Scott’s name is neither bland (John) nor so weird the bearer must battle his way through preschool (Dweezil). It doesn’t mean “cheese for brains” or “molester of small animals” in Walloon or any other known language. It doesn’t instantly label him as the child of parents with particular political views (amerika) or other sectarian enthusiasms (Luther). And, should the worst happen, and some villain or fool come along who ruins the name Scott, much as a former paperhanger spoiled Adolf, young Visner has a middle name to whip out.
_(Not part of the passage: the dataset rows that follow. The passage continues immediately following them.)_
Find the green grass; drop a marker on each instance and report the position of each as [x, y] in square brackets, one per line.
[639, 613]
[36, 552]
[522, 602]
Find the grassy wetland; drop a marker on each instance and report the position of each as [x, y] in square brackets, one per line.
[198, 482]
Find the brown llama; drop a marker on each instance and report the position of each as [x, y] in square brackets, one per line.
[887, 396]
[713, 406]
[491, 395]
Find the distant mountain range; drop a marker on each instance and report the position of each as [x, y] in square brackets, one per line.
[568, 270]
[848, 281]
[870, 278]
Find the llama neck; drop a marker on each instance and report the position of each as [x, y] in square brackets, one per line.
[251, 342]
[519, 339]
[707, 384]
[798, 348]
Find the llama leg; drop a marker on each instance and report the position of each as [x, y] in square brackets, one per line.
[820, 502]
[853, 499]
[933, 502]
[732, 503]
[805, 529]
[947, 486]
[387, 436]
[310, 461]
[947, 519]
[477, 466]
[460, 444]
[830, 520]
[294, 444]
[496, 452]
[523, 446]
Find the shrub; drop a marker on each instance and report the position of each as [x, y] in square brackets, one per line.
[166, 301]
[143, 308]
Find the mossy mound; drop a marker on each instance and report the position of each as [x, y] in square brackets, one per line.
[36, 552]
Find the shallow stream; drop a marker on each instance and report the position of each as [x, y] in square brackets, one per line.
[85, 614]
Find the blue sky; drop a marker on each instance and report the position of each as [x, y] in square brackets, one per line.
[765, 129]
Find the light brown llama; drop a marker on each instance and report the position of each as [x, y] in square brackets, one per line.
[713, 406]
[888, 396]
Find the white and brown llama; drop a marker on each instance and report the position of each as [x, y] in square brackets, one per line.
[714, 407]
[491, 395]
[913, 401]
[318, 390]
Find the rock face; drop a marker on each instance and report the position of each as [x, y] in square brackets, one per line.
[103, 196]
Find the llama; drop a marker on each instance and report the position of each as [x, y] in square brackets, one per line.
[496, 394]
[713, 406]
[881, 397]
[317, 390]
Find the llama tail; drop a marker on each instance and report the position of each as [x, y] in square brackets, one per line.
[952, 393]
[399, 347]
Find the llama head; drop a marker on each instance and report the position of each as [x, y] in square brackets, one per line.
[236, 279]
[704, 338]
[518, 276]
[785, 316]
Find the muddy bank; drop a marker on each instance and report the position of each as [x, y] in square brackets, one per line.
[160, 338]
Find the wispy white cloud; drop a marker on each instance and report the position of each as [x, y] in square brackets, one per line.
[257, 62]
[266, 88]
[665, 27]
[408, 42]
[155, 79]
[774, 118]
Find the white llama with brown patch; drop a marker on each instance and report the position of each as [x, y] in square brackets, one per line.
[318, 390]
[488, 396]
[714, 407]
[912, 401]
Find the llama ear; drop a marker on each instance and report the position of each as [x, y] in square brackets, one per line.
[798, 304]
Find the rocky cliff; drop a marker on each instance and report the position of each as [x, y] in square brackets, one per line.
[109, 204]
His mother thought of all those things and more. “We didn’t want him to have a namesake he felt he had to live up to,” she explains. “We wanted him to have his own identity. But, mostly, we just liked the sound of it.”

It’s hard not to envy Visner as she burbles on about this newly delivered consequence of last summer’s pleasure. “He scored a 9 on the Apgar scale,” she says. “Do I sound like a proud Mom?”

Scott’s vigor at birth, measured on pediatricians’ Apgar scale from tragic 1 to lusty 10, is not strictly a personal accomplishment in the dean’s list sense, but does his delighted mother really care?

Visner is thrilled to bits that her life has changed forever.

“He was born at 2 o’clock in the afternoon,” she says. “Actually, it was 1:58.”